Oh, but the monster does not die, but like in The Bride of Frankenstein, he falls from the burning school and into an underground natural spring. And so in this sequel, The Revenge of Cursive Frankenstein, the monster, inspired by the idea of burning something down after the townspeople burn down an elementary school with him in it, finds out where the school district keeps all their budget money, and he threatens to burn it down with all their money going up in smoke if they refuse to start teaching cursive writing again. Well, naturally the policy people refuse, and so he burns it all down, causing massive budget cuts in education in addition to loss of one of the only elementary schools left being burned down in the last move by the townspeople. The End.

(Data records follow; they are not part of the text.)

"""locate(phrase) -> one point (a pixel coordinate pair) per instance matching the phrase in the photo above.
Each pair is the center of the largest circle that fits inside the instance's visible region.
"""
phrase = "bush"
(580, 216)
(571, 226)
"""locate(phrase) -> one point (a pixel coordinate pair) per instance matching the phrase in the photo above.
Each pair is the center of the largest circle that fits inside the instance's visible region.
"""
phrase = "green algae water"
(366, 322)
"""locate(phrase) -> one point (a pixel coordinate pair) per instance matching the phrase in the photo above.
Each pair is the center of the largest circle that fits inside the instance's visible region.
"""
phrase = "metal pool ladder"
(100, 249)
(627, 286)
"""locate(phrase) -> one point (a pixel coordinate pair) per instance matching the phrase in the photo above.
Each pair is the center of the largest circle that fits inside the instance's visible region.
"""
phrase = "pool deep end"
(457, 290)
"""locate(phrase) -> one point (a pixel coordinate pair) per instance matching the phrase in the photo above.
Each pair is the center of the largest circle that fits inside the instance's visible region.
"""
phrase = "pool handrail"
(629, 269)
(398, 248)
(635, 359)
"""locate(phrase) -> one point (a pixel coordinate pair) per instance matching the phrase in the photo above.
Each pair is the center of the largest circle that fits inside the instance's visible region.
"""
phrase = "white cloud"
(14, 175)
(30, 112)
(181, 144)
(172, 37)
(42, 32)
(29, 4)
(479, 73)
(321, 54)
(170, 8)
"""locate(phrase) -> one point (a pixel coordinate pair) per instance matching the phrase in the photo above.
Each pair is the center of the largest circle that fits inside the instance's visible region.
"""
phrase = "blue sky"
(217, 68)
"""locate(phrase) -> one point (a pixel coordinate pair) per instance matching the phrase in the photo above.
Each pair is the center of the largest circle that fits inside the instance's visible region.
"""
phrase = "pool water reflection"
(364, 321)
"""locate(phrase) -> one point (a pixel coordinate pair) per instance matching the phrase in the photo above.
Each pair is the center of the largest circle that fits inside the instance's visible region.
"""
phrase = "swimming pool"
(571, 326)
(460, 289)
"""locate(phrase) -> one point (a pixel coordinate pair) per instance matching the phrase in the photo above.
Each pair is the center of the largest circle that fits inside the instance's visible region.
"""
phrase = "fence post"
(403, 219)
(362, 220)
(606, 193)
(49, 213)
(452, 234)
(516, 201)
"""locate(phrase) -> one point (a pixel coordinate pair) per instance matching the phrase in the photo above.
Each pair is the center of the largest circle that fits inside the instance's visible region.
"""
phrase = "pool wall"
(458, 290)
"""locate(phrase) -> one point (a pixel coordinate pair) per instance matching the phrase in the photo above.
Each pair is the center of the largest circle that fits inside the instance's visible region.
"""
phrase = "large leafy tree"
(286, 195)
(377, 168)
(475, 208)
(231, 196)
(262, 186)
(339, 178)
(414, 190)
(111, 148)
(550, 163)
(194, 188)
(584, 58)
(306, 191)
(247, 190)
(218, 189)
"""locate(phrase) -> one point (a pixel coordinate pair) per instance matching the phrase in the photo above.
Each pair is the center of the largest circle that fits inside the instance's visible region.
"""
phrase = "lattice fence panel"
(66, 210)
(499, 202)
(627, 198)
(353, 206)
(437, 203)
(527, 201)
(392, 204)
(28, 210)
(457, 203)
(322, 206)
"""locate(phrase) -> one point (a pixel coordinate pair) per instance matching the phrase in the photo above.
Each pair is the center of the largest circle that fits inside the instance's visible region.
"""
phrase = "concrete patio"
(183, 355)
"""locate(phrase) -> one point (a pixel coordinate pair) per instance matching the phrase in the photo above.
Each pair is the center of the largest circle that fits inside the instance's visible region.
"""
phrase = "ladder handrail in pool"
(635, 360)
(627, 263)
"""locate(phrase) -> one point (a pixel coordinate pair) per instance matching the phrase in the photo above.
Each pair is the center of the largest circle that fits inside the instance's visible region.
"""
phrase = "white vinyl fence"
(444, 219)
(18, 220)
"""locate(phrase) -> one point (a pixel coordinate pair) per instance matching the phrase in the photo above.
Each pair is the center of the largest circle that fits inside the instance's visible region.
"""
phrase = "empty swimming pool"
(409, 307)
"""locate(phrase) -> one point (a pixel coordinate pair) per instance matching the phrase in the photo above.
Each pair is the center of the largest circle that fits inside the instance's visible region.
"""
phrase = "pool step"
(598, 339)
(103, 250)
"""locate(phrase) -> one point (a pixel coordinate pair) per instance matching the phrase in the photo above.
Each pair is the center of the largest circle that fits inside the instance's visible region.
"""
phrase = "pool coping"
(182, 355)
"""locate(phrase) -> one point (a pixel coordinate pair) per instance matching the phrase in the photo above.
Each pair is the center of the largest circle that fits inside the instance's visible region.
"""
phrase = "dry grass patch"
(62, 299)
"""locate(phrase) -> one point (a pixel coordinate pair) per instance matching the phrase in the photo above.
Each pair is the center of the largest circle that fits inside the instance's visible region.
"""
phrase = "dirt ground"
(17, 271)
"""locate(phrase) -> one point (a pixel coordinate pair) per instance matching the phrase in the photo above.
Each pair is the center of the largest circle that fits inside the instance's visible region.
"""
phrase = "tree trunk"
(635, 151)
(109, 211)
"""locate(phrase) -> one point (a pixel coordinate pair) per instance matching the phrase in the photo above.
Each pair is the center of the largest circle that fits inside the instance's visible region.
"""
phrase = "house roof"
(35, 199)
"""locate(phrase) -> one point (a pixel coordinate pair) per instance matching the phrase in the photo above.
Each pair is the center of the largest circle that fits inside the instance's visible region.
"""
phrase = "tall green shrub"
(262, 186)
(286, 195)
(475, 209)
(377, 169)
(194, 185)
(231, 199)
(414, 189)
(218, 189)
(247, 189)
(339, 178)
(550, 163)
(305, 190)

And, then, of course, there’s The Bride of Cursive Frankenstein, where Doctor Frankenstein builds a female monster for himself as a new girlfriend once his wife leaves him over his unethical experiments. Oh, but the monster meets her, and seeing his beautiful handwriting, she falls in love with the monster, and Doctor Frankenstein commits suicide in despair. (Or does he just fake his death for the sequel? {I’ll never tell! Or will I? Maybe I will for the next sequel: Cursive Frankenstein Must Be Destroyed, where Dept. of Education officials decide to nuke the town to rid themselves of admitting fault for all the horror of The Cursive Frankenstein movies that only happened because of their decision to cut education as a first, rather than last, resort, just like they nuked the town in Return of the Living Dead, causing the zombie infestation to go nationwide. Oh, but our government would never make anything worse via a military intervention, now would they? Of course not!})
(I actually never used cursive writing much myself, finding handwritten print to be faster personally. But I had to learn it in elementary school: we all did; so why shouldn’t every kid nowadays have to go through the same crap of learning two written styles of English the language? How are people supposed to read old handwritten documents if they don’t know cursive writing? A lot of it looks like scrawl. I’ll bet Lin-Manuel Miranda knew it when he did research for his groundbreaking musical Hamilton.)